If you are in the tech area, you are already aware of Big Data. Its everywhere and all over big industries and academics. How about working with Geez characters in the Big data scenario?

Coming to our case, our big data is not in a digital format. Our big data is in a printed version. We have plenty of resourcefully important religious, historical, and revolutionary books/documents which need to be maintained for future generations. Scanning and digitizing Geez books (handwritten and typed), Storing , Indexing and Searching them in digital form is the first step. The question is how do we index and search content from such digitized resources and make them accessible to users?

The majority of our resources are based in Geez characters and need a special approach to develop the content extraction and character recognition methods.

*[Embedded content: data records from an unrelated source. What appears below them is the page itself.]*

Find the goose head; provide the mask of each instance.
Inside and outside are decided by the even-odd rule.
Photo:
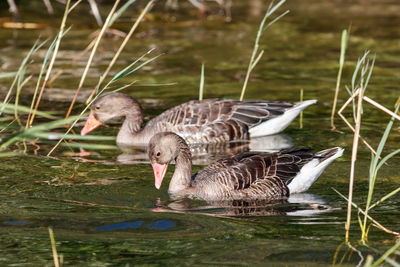
[[[101,124],[117,117],[126,117],[133,121],[133,130],[139,130],[143,122],[143,112],[140,104],[131,96],[122,93],[104,95],[93,102],[90,114],[81,135],[93,131]]]
[[[182,138],[171,132],[157,133],[150,139],[148,154],[157,189],[161,187],[168,164],[178,157],[179,141],[183,141],[180,139]]]

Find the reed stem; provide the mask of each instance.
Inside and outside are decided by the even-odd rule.
[[[337,99],[338,99],[338,96],[339,96],[339,87],[340,87],[340,81],[342,79],[344,58],[345,58],[345,54],[346,54],[346,48],[347,48],[348,39],[349,39],[349,36],[347,34],[347,30],[343,30],[341,46],[340,46],[339,71],[338,71],[338,75],[337,75],[337,79],[336,79],[335,97],[333,99],[333,106],[332,106],[332,113],[331,113],[331,128],[332,128],[332,130],[336,129],[335,123],[334,123],[334,117],[335,117]]]
[[[124,41],[118,48],[118,51],[115,53],[113,59],[111,60],[110,64],[108,64],[107,69],[104,71],[103,75],[101,75],[99,82],[97,83],[96,87],[90,93],[88,99],[86,100],[86,104],[89,103],[93,96],[96,94],[97,90],[99,89],[101,83],[107,77],[108,73],[110,72],[111,68],[114,66],[114,63],[117,61],[119,55],[121,54],[122,50],[125,48],[126,44],[128,43],[129,39],[131,38],[132,34],[135,32],[136,28],[139,26],[139,23],[143,20],[144,15],[153,7],[155,0],[151,0],[147,3],[146,7],[143,9],[142,13],[140,14],[139,18],[135,21],[135,24],[130,29],[129,33],[126,35]],[[69,111],[70,112],[70,111]]]
[[[38,96],[38,99],[36,101],[35,108],[34,108],[34,110],[32,112],[32,116],[31,116],[31,119],[29,121],[29,125],[33,124],[33,120],[35,119],[36,111],[37,111],[37,109],[39,107],[40,100],[42,99],[44,88],[46,87],[46,83],[49,80],[51,70],[53,69],[53,65],[54,65],[54,62],[55,62],[56,57],[57,57],[58,49],[60,47],[61,38],[64,35],[64,28],[65,28],[65,23],[67,21],[67,17],[68,17],[68,13],[69,13],[68,10],[69,10],[70,3],[71,3],[71,0],[68,0],[67,4],[65,5],[64,16],[63,16],[62,21],[61,21],[60,31],[58,32],[58,38],[57,38],[56,46],[54,48],[53,56],[52,56],[52,58],[50,60],[50,63],[49,63],[49,67],[47,68],[46,76],[44,78],[44,81],[43,81],[43,84],[42,84],[42,88],[40,89],[39,96]]]
[[[201,64],[201,76],[200,76],[200,86],[199,86],[199,100],[203,100],[204,92],[204,63]]]
[[[304,98],[304,90],[303,90],[303,88],[301,88],[300,89],[300,102],[303,102],[303,98]],[[303,111],[300,112],[299,128],[303,129]]]
[[[86,64],[85,70],[83,71],[81,80],[80,80],[80,82],[79,82],[78,89],[76,89],[76,91],[75,91],[74,98],[72,99],[71,105],[69,106],[69,109],[68,109],[68,111],[67,111],[67,114],[65,115],[65,118],[68,118],[69,115],[71,114],[72,108],[74,107],[74,104],[75,104],[75,102],[76,102],[76,99],[77,99],[77,97],[78,97],[78,94],[79,94],[79,92],[80,92],[80,90],[81,90],[81,88],[82,88],[82,86],[83,86],[83,83],[84,83],[84,81],[85,81],[85,79],[86,79],[86,75],[87,75],[87,73],[88,73],[88,71],[89,71],[90,65],[92,64],[94,55],[95,55],[95,53],[96,53],[96,51],[97,51],[97,47],[98,47],[99,44],[100,44],[100,40],[101,40],[101,38],[103,37],[104,32],[106,31],[106,29],[107,29],[108,26],[109,26],[109,21],[110,21],[112,15],[114,14],[115,9],[117,8],[119,2],[120,2],[120,0],[115,0],[114,5],[113,5],[113,7],[112,7],[111,10],[110,10],[110,13],[108,13],[107,19],[106,19],[106,21],[105,21],[103,27],[101,28],[101,31],[100,31],[99,35],[97,36],[96,42],[95,42],[95,44],[94,44],[94,46],[93,46],[92,52],[90,53],[90,56],[89,56],[88,62],[87,62],[87,64]]]
[[[347,202],[347,220],[346,220],[346,225],[345,225],[346,242],[349,240],[349,230],[350,230],[350,223],[351,223],[351,207],[352,207],[352,202],[353,202],[354,172],[355,172],[355,165],[356,165],[356,161],[357,161],[358,141],[359,141],[359,135],[360,135],[363,92],[364,92],[364,90],[362,88],[358,89],[356,125],[355,125],[355,132],[354,132],[354,136],[353,136],[353,148],[352,148],[352,154],[351,154],[349,197],[348,197],[348,202]]]

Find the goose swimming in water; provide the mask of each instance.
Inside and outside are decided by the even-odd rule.
[[[112,118],[125,117],[117,136],[118,145],[147,145],[154,134],[165,131],[179,134],[190,144],[220,143],[279,133],[314,103],[316,100],[193,100],[166,110],[142,128],[139,102],[129,95],[112,93],[92,104],[81,134],[88,134]]]
[[[172,132],[154,135],[149,159],[155,186],[160,188],[168,164],[175,171],[168,192],[173,198],[204,200],[274,199],[301,193],[325,168],[343,154],[334,147],[315,154],[309,148],[284,149],[277,153],[244,153],[218,160],[192,176],[191,154],[185,140]]]

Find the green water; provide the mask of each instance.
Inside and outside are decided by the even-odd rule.
[[[15,71],[38,36],[53,37],[58,31],[61,4],[54,3],[57,16],[52,19],[42,1],[20,2],[25,22],[47,27],[0,28],[2,72]],[[206,98],[238,98],[258,23],[267,7],[263,1],[250,4],[234,1],[232,22],[226,23],[217,15],[198,19],[193,7],[180,2],[180,9],[168,15],[158,3],[153,16],[142,24],[113,69],[115,73],[153,47],[155,55],[163,53],[133,77],[119,81],[119,85],[133,79],[139,80],[137,84],[176,83],[125,89],[124,92],[143,104],[146,119],[198,97],[201,63],[205,64]],[[143,6],[142,2],[132,8],[116,28],[127,32],[132,14],[136,15],[137,8]],[[5,3],[0,7],[0,18],[11,20]],[[109,8],[108,4],[100,7],[103,17]],[[327,168],[309,194],[301,199],[265,205],[256,211],[210,208],[205,207],[206,203],[195,201],[190,203],[192,210],[183,212],[177,209],[182,203],[169,199],[167,183],[160,190],[154,188],[152,169],[137,153],[100,150],[81,158],[77,149],[60,148],[49,158],[45,155],[51,146],[38,142],[37,155],[33,153],[35,147],[29,146],[29,155],[0,161],[0,265],[52,265],[49,226],[54,229],[58,253],[63,255],[67,266],[319,266],[340,262],[354,266],[362,257],[371,254],[377,258],[391,247],[394,236],[375,227],[369,233],[369,247],[361,245],[356,213],[353,213],[350,241],[358,252],[343,245],[346,202],[332,187],[347,192],[353,137],[339,118],[336,125],[340,132],[331,131],[329,116],[341,31],[350,24],[344,84],[351,83],[357,58],[365,50],[371,50],[376,53],[376,64],[367,96],[393,109],[399,96],[400,5],[389,0],[350,3],[293,0],[284,8],[290,9],[290,13],[262,38],[264,57],[251,75],[245,98],[298,101],[303,88],[305,99],[318,100],[317,105],[305,111],[304,129],[299,129],[299,122],[295,120],[284,132],[285,138],[290,138],[294,146],[310,146],[316,151],[333,146],[344,147],[346,151]],[[73,27],[60,47],[55,70],[66,67],[90,42],[88,36],[96,25],[88,12],[88,6],[82,4],[71,14],[67,24]],[[120,42],[109,37],[100,44],[100,53],[90,69],[83,94],[95,86]],[[34,57],[30,68],[34,75],[38,74],[44,53],[41,50]],[[54,82],[53,88],[45,92],[41,109],[65,113],[86,60],[87,56],[78,60]],[[0,93],[4,97],[11,81],[0,81]],[[22,104],[29,105],[33,87],[31,81],[23,89]],[[347,97],[341,91],[339,106]],[[80,102],[76,113],[82,107]],[[350,109],[345,114],[351,116]],[[376,147],[387,121],[386,115],[366,104],[361,134]],[[117,132],[118,125],[111,125],[93,134]],[[399,140],[397,123],[386,151],[397,149]],[[247,150],[228,147],[234,151]],[[23,150],[23,146],[14,149]],[[232,151],[211,153],[200,160],[212,161]],[[360,145],[354,202],[361,206],[368,190],[369,158],[369,151]],[[398,187],[399,163],[400,158],[394,158],[379,173],[375,200]],[[195,166],[194,170],[200,168]],[[169,168],[167,177],[171,177],[172,171]],[[398,196],[394,196],[371,214],[385,227],[399,231],[399,204]],[[245,214],[230,216],[235,212]]]

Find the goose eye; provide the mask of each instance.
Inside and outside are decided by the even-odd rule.
[[[100,106],[95,106],[94,107],[96,110],[99,110],[100,109]]]
[[[159,157],[160,155],[161,155],[161,153],[160,153],[160,152],[157,152],[156,156]]]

The usual OCR based techniques for character recognition are not suitable for Geez characters.

Solution Approach

  • The first step is to scan and digitize all resources available anywhere: historical places, religious institutions, museums, etc.
  • Develop specialized OCR or other character recognition techniques to detect Geez characters and then extract, index, and search content
  • Design generic frameworks so that other application developers can make use of such character recognition techniques

Such solutions can be developed in academic institutes such as MIT in collaboration with private IT companies. Aelaf Technologies have taken some initiation to organize researchers in MIT to work on such areas in collaboration with other stakeholders in Tigrai.